Houston ranks among world’s top 30 emerging startup ecosystems

Startup Status

Long known as the Energy Capital of the World, Houston also ranks among the world’s top 30 emerging startup ecosystems, according to a new report.

The report from Startup Genome, a research and advisory organization, doesn’t assign a specific numeric ranking to Houston’s startup ecosystem. Rather, it puts Houston in the ranking range of 21 to 30 for emerging ecosystems. Startup Genome weighed factors such as early-stage funding, performance and talent to identify the top emerging ecosystems.

Houston also gained notice for being one of the world’s 20 emerging ecosystems with at least four unicorn startups in the past 10 years. Houston and nine other ecosystems each had four unicorns.

According to StartupBlink, a startup research platform, Houston’s startup ecosystem grew 24 percent in 2025, with over 1,300 startups and total startup funding exceeding $808 million. StartupBlink places Houston at No. 46 among the world’s top 100 startup ecosystems.

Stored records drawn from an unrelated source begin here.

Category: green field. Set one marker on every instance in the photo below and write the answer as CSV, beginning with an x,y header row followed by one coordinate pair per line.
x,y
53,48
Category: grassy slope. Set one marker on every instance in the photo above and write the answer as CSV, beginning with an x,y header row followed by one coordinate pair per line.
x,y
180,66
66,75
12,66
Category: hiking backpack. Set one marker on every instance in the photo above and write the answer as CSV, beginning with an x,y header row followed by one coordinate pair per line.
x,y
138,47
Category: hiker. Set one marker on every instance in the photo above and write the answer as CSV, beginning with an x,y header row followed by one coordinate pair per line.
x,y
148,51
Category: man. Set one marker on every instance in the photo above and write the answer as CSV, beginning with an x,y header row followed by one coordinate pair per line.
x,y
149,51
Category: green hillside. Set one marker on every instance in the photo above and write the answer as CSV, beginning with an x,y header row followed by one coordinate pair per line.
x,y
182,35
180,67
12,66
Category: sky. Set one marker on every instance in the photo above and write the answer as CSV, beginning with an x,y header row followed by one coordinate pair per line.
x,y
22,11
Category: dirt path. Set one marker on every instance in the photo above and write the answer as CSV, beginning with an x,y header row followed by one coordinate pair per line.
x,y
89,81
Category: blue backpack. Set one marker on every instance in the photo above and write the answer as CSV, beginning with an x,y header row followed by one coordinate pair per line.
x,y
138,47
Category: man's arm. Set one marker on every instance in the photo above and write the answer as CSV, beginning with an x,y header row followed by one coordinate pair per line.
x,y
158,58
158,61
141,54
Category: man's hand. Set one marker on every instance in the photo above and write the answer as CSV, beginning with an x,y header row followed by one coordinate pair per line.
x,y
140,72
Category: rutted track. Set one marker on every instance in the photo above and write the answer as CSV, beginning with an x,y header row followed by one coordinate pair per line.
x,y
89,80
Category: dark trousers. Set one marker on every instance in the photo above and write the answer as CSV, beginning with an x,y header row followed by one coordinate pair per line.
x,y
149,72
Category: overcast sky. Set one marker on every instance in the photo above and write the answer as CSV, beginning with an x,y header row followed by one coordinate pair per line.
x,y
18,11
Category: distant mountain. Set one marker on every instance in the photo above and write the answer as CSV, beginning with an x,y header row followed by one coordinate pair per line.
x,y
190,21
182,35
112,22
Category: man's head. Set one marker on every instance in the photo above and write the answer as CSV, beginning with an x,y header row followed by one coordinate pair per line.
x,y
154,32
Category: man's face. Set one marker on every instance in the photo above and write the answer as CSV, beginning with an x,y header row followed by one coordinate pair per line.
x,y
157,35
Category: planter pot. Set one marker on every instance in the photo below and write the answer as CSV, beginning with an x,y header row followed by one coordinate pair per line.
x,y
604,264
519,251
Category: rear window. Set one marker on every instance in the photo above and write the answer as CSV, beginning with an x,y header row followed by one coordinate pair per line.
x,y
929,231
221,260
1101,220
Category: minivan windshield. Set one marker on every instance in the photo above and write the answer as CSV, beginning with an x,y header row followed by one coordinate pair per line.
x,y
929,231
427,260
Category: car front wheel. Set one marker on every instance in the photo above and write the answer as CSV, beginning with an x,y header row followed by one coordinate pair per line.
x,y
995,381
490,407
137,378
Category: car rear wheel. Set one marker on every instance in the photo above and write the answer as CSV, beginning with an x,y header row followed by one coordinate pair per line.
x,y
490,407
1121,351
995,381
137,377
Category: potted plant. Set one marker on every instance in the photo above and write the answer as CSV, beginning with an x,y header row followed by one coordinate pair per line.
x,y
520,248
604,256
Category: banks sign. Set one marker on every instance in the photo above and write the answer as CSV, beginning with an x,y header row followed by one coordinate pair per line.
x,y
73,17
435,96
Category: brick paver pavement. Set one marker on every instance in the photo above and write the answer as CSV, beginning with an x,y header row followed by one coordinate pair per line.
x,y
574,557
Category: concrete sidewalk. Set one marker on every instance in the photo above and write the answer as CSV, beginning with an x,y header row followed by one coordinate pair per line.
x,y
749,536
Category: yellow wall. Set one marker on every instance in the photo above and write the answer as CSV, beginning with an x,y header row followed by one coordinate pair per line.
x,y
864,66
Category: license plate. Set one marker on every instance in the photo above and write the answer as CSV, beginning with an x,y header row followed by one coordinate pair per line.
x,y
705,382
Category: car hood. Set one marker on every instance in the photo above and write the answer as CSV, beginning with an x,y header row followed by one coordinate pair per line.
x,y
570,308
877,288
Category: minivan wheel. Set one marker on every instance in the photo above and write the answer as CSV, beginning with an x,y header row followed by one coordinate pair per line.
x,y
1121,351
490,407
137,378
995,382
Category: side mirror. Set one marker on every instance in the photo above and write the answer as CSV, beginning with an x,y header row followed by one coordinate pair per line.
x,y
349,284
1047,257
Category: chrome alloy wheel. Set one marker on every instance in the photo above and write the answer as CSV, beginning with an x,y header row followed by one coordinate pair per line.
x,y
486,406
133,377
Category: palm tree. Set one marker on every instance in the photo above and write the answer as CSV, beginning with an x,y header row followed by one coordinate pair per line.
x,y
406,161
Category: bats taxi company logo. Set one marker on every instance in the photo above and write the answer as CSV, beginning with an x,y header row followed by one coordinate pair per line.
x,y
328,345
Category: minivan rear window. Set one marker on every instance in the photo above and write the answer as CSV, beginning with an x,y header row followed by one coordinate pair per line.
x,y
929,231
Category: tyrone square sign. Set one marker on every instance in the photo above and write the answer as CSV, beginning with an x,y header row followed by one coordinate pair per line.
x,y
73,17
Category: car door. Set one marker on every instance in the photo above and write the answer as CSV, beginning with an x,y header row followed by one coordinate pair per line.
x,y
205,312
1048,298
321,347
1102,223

In a recent post on LinkedIn, David Horsup, executive in residence at the Rice Alliance Clean Energy Accelerator, wrote that Houston “has all the ingredients to be wildly successful if it stays true to its differentiated pillars that drive the economy — energy, medical, and aerospace.”

Mumbai topped Startup Genome’s list of emerging ecosystems, followed by Istanbul, Madrid, Salt Lake City-Provo and Barcelona. After Salt Lake City-Provo, the top U.S. ecosystems were Phoenix, Detroit, Minneapolis and Las Vegas.

Silicon Valley led Startup Genome’s ranking of the world’s top established ecosystems, followed by New York City, London, Tel Aviv and Boston. Austin landed at No. 18 in this category and Dallas at No. 27.

“For much of the past decade, this report has chronicled the welcome dispersion of opportunity beyond the traditional hubs,” Startup Genome writes. “That trend has not died — but it has been complicated. Capital and scale are consolidating once more, particularly in the United States, and the gap between leading and emerging ecosystems is widening.”